Comme le souligne Ziegler à la fin de son ouvrage: Mon livre est un diagnostic. Rien que la vérité celle qui est révolutionnaire comme la qualifiait Lénine. L’ouvrage se termine par cet appel du révolutionnaire Babeuf, en 1791, alors qu’il était sur l’échafaud: (…) Que le peuple renverse toutes les institutions barbares( ). Tous les maux sont à leur comble, ils ne peuvent plus empirer. Ils ne peuvent se réparer que par un bouleversement total( ). (dk)

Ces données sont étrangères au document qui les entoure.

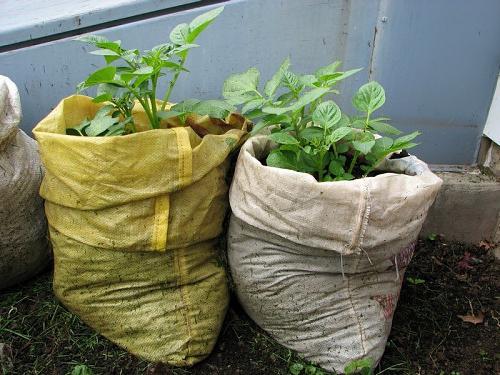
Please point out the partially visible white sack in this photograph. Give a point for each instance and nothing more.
(320, 265)
(23, 229)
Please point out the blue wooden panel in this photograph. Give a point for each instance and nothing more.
(437, 59)
(246, 34)
(23, 20)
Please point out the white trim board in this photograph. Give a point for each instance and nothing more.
(492, 127)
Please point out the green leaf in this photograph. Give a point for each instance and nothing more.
(106, 97)
(358, 124)
(308, 80)
(284, 99)
(237, 85)
(304, 100)
(179, 34)
(108, 54)
(383, 128)
(173, 66)
(91, 39)
(326, 115)
(337, 77)
(338, 134)
(145, 70)
(268, 121)
(399, 142)
(104, 75)
(312, 133)
(101, 122)
(360, 365)
(308, 163)
(119, 128)
(336, 168)
(382, 145)
(282, 159)
(283, 138)
(252, 105)
(369, 97)
(201, 22)
(273, 84)
(163, 115)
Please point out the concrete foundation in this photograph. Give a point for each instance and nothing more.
(467, 208)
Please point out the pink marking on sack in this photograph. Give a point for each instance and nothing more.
(388, 304)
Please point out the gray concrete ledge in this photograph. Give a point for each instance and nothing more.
(467, 208)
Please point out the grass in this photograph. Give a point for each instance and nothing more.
(39, 336)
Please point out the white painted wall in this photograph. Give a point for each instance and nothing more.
(492, 127)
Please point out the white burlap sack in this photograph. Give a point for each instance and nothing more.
(319, 266)
(23, 228)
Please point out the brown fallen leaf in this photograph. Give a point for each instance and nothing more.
(474, 319)
(486, 245)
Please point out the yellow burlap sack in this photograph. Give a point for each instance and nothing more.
(134, 222)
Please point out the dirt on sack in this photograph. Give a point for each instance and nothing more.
(447, 323)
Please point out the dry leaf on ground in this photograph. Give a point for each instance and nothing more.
(474, 319)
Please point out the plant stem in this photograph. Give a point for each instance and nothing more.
(171, 85)
(144, 104)
(152, 99)
(353, 161)
(335, 151)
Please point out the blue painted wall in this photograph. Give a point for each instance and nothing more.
(438, 59)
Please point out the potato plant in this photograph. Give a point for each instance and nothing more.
(313, 135)
(131, 75)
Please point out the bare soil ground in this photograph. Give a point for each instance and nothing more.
(447, 323)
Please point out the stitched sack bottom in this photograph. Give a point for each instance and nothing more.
(163, 307)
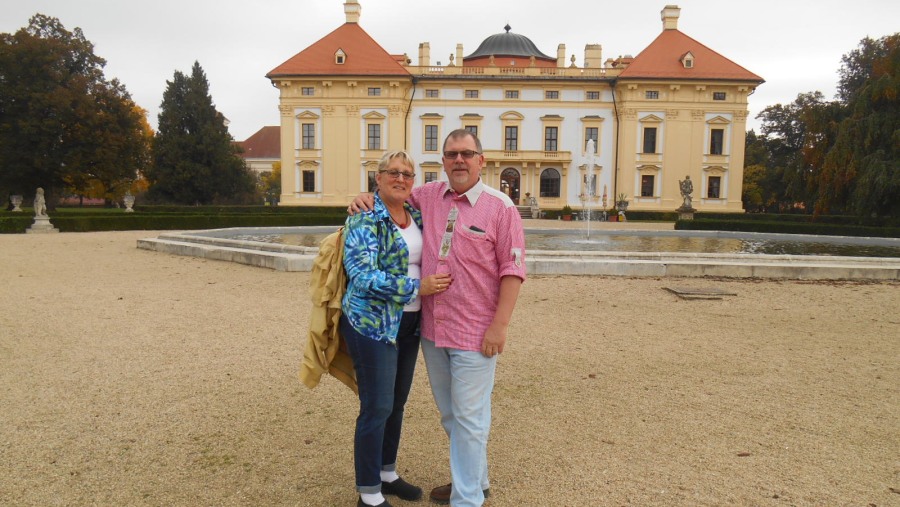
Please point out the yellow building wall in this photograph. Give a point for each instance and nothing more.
(684, 114)
(340, 159)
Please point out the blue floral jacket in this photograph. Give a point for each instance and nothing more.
(376, 259)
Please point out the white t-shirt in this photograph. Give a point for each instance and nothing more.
(413, 238)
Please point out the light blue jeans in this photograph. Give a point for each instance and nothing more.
(462, 382)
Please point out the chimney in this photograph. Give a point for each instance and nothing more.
(352, 9)
(424, 55)
(592, 56)
(669, 16)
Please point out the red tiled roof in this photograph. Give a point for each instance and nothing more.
(364, 57)
(662, 60)
(265, 143)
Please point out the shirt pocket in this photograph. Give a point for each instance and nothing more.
(472, 245)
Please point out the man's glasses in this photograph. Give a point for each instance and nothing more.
(396, 175)
(467, 154)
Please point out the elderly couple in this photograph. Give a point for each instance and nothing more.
(445, 261)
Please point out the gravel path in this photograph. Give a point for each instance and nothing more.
(129, 377)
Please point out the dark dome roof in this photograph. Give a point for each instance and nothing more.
(508, 44)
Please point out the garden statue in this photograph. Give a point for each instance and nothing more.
(41, 220)
(40, 205)
(16, 201)
(686, 189)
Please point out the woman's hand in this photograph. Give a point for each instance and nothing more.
(434, 284)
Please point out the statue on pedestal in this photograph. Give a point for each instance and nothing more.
(40, 205)
(687, 188)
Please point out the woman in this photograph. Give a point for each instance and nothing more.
(380, 324)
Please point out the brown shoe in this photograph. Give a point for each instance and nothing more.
(441, 494)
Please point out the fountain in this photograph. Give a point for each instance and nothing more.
(615, 252)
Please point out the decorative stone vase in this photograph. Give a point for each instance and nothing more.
(16, 201)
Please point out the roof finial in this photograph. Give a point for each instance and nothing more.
(352, 10)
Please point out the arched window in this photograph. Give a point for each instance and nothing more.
(550, 183)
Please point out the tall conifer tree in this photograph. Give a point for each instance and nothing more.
(194, 158)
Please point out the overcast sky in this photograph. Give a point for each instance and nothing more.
(795, 46)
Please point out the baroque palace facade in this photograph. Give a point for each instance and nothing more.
(677, 109)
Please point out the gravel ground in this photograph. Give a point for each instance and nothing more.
(129, 377)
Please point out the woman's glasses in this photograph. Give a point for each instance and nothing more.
(396, 175)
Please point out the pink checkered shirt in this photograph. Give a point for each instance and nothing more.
(459, 317)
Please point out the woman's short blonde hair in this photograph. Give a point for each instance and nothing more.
(391, 155)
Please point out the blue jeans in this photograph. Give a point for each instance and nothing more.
(462, 382)
(384, 374)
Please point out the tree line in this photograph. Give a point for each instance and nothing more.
(66, 128)
(833, 157)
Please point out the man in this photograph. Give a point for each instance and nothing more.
(474, 233)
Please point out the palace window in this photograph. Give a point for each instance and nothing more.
(649, 140)
(309, 136)
(309, 181)
(647, 185)
(591, 134)
(431, 137)
(550, 183)
(713, 187)
(551, 138)
(511, 138)
(373, 137)
(716, 141)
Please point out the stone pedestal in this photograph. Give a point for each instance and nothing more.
(685, 213)
(41, 225)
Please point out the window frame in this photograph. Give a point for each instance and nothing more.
(511, 142)
(376, 137)
(551, 138)
(547, 185)
(431, 138)
(308, 136)
(646, 138)
(716, 141)
(308, 181)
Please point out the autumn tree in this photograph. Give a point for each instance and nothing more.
(195, 160)
(841, 156)
(62, 124)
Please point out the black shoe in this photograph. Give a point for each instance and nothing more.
(401, 489)
(360, 503)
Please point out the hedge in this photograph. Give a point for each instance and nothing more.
(787, 227)
(172, 221)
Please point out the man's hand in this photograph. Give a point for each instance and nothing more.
(362, 202)
(494, 340)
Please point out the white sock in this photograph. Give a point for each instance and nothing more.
(372, 498)
(389, 476)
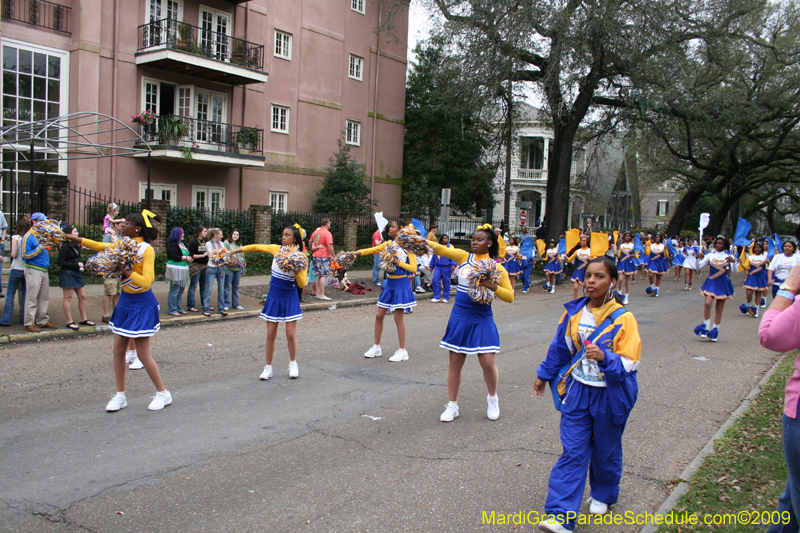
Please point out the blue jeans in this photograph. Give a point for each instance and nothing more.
(232, 278)
(16, 284)
(376, 268)
(213, 273)
(198, 278)
(790, 499)
(174, 298)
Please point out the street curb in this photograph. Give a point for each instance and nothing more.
(686, 476)
(195, 319)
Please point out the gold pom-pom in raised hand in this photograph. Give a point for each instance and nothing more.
(292, 259)
(484, 269)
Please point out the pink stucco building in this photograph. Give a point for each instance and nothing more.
(264, 89)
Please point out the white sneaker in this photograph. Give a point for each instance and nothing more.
(375, 351)
(119, 401)
(399, 355)
(552, 526)
(493, 411)
(597, 507)
(450, 412)
(160, 401)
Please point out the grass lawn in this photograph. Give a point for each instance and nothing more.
(747, 471)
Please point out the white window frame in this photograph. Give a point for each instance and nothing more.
(158, 188)
(282, 197)
(272, 127)
(208, 190)
(357, 6)
(355, 70)
(285, 40)
(353, 132)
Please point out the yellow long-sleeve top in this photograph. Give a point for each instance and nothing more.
(273, 249)
(143, 272)
(410, 266)
(504, 290)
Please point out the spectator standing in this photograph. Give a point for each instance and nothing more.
(377, 239)
(37, 281)
(111, 287)
(780, 332)
(16, 278)
(235, 272)
(70, 279)
(322, 252)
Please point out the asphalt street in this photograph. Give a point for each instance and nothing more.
(354, 444)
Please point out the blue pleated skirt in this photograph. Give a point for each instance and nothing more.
(720, 288)
(136, 315)
(282, 305)
(471, 329)
(397, 294)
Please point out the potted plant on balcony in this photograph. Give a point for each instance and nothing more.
(171, 130)
(247, 139)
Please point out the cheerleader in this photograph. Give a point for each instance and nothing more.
(397, 295)
(512, 263)
(659, 254)
(471, 328)
(553, 267)
(583, 254)
(598, 346)
(677, 261)
(690, 252)
(626, 265)
(136, 315)
(717, 287)
(283, 299)
(755, 263)
(443, 268)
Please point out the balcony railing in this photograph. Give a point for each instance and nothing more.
(39, 13)
(532, 174)
(174, 35)
(205, 135)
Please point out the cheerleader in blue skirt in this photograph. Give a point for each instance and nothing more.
(716, 288)
(136, 315)
(583, 254)
(659, 263)
(756, 264)
(471, 328)
(442, 273)
(553, 267)
(283, 300)
(396, 296)
(512, 262)
(626, 265)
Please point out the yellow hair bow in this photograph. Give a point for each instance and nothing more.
(147, 215)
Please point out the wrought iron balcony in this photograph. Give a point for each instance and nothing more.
(180, 47)
(39, 13)
(204, 141)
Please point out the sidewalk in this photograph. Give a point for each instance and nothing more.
(251, 289)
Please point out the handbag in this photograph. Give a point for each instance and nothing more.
(558, 385)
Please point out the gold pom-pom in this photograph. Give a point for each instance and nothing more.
(482, 270)
(292, 259)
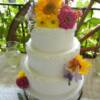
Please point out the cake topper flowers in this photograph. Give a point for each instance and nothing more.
(22, 82)
(54, 14)
(77, 67)
(67, 17)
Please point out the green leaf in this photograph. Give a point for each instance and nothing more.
(94, 21)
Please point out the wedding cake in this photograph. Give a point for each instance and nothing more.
(53, 65)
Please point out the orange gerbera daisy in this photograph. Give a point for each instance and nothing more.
(47, 7)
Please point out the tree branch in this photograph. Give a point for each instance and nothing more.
(91, 33)
(90, 48)
(84, 15)
(13, 27)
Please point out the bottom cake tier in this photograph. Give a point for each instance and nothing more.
(51, 88)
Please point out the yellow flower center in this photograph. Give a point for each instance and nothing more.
(53, 21)
(49, 8)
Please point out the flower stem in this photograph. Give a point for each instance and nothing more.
(26, 97)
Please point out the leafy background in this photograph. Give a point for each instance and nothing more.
(7, 13)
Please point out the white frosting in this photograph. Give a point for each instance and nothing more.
(52, 40)
(51, 64)
(50, 85)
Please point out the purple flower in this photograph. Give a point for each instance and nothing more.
(67, 17)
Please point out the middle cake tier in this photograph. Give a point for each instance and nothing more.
(51, 64)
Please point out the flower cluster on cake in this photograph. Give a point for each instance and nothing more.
(54, 14)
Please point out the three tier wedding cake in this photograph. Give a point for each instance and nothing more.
(53, 65)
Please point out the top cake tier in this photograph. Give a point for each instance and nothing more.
(52, 40)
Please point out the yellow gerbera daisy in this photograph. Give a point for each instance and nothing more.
(48, 7)
(47, 22)
(41, 22)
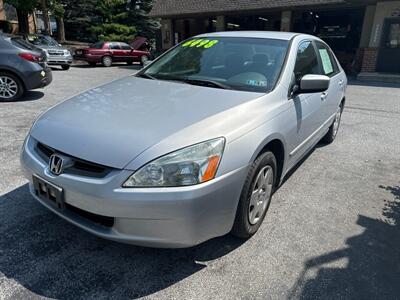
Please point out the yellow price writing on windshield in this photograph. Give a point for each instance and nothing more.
(200, 43)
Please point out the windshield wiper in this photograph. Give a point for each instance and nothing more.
(207, 82)
(148, 76)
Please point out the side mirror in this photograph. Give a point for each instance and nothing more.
(313, 83)
(147, 62)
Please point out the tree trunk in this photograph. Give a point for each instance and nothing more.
(46, 18)
(60, 29)
(23, 21)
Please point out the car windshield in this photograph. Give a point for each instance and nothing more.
(42, 40)
(98, 45)
(246, 64)
(20, 43)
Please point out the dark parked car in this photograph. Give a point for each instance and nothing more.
(23, 67)
(108, 52)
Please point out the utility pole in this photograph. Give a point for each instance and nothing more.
(46, 17)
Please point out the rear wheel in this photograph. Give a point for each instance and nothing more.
(333, 130)
(256, 196)
(11, 87)
(106, 61)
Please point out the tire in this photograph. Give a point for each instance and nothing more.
(106, 61)
(11, 87)
(248, 217)
(333, 130)
(143, 60)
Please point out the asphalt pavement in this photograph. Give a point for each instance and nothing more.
(332, 231)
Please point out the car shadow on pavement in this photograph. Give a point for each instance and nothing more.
(49, 257)
(31, 96)
(373, 268)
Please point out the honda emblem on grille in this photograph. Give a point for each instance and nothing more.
(56, 164)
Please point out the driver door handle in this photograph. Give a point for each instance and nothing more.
(324, 95)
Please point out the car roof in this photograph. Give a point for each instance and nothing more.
(256, 34)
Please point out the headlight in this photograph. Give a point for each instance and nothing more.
(188, 166)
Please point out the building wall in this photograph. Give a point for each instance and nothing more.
(365, 59)
(383, 10)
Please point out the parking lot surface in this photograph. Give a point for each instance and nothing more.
(332, 231)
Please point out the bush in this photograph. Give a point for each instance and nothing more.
(5, 26)
(114, 32)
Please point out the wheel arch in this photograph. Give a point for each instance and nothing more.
(16, 74)
(276, 145)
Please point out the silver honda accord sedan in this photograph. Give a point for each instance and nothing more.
(191, 147)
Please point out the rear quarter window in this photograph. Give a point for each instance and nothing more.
(329, 65)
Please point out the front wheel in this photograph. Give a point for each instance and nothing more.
(11, 87)
(143, 60)
(256, 196)
(333, 130)
(106, 61)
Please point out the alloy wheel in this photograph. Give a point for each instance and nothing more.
(261, 194)
(8, 87)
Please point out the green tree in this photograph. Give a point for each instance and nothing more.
(138, 15)
(24, 8)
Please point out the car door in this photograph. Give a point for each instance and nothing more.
(307, 105)
(127, 52)
(333, 96)
(116, 51)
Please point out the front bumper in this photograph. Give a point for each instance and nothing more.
(155, 217)
(38, 78)
(59, 60)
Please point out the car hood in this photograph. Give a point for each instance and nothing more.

Jean Ziegler, L’empire de la honte, Fayard
Pour réparer l’oubli et l’indifférence
Le 8 mars est sorti de presse un livre très attendu: Les femmes dans la mémoire de Genève. Sous la direction d’Erica Deuber-Ziegler, historienne d’art chevronnée, et de Natalia Tikhonov, jeune historienne enthousiaste, quatre-vingt six femmes qui ont compté pour Genève nous sont présentées dans cet ouvrage richement illustré, publié par l’éditrice Suzanne Hurter. «Il répare un oubli en rendant justice à quelques unes des femmes de Genève qui ont apporté aux cours des siècles, par leurs activités une contribution personnelle marquante à l’existence et à l’épanouissement de la société. Il se veut une réaction à l’indifférence, voire au dédain avec lesquels les femmes ont été généralement traitées par les historiens» annoncent en introduction les historiennes du Comité scientifique qui ont supervisé et présenté le travail d’une soixantaine de rédacteurs et rédactrices de monographies1.
Il répond aussi aux vux des quatre collégiennes «scandalisées d’ignorer l’existence des femmes qui ont contribué à l’histoire de l’humanité» qui avaient lancé en octobre 2003 une pétition adressée au Président du DIP. humains. Leur demande a été entendue:depuis 2003, quatre livres sur les femmes de Suisse romande2 ont déjà été publiés.
L’ouvrage est ordonné en cinq parties chronologiques qui s’étendent du XVème siècle à nos jours, découpées en fonction des changements visibles survenus dans les rapports entre les sexes. Il débute à l’époque des grandes foires internationales, avec la monographie d’Anne de Lusignan (1418-1462), duchesse de Savoie, belle-fille d’un pape, mère de 18 enfants, fondatrice du couvent de Rive et propriétaire de la plus précieuse relique de la chrétienté, le saint Suaire. Il se clôt sur les contemporaines du MLF, des femmes qui commencent à vivre l’égalité dans la profession, la politique, les voyages, les arts. Le dernier portrait est celui de Geneviève Calame (1946-1993), compositrice de musique électronique.
Une des options du comité scientifique étant de ne présenter que des femmes disparues, Aimée Stitelmann n’avait pas de rubrique prévue, mais Martine Chaponnière a pu juste la saluer dans son introduction au chapitre Femmes de combat (p.263).
Tous ces livres sont évidemment en vente à L’Inédite, 15 rue Saint-Joseph à Carouge, seule librairie des femmes à survivre en Suisse depuis 26 ans! Commandes aussi par téléphone 022 343 22 33 et par mail: inedite@genevalink.ch (mbu)
- Dont plusieurs membres de solidaritéS. Erik Grobet, notamment, a présenté la biographie de sa grand-mère Pearl Grobet-Secretan (1904-1988), militante socialiste, pacifiste et féministe.
- Florence Hervé et Brigitte Mantilleri Histoires et visages de femmes, éditions Cabédita, Service pour la promotion de l’égalité, Pionnières et créatrices en Suisse romande: XIXème et XXème siècle, éditions Slatkine. En 2003, dans le canton de Vaud avait paru Du salon à l’usine, vingt portraits de femmes, coédition CLAFV-ADF-Ouvertures.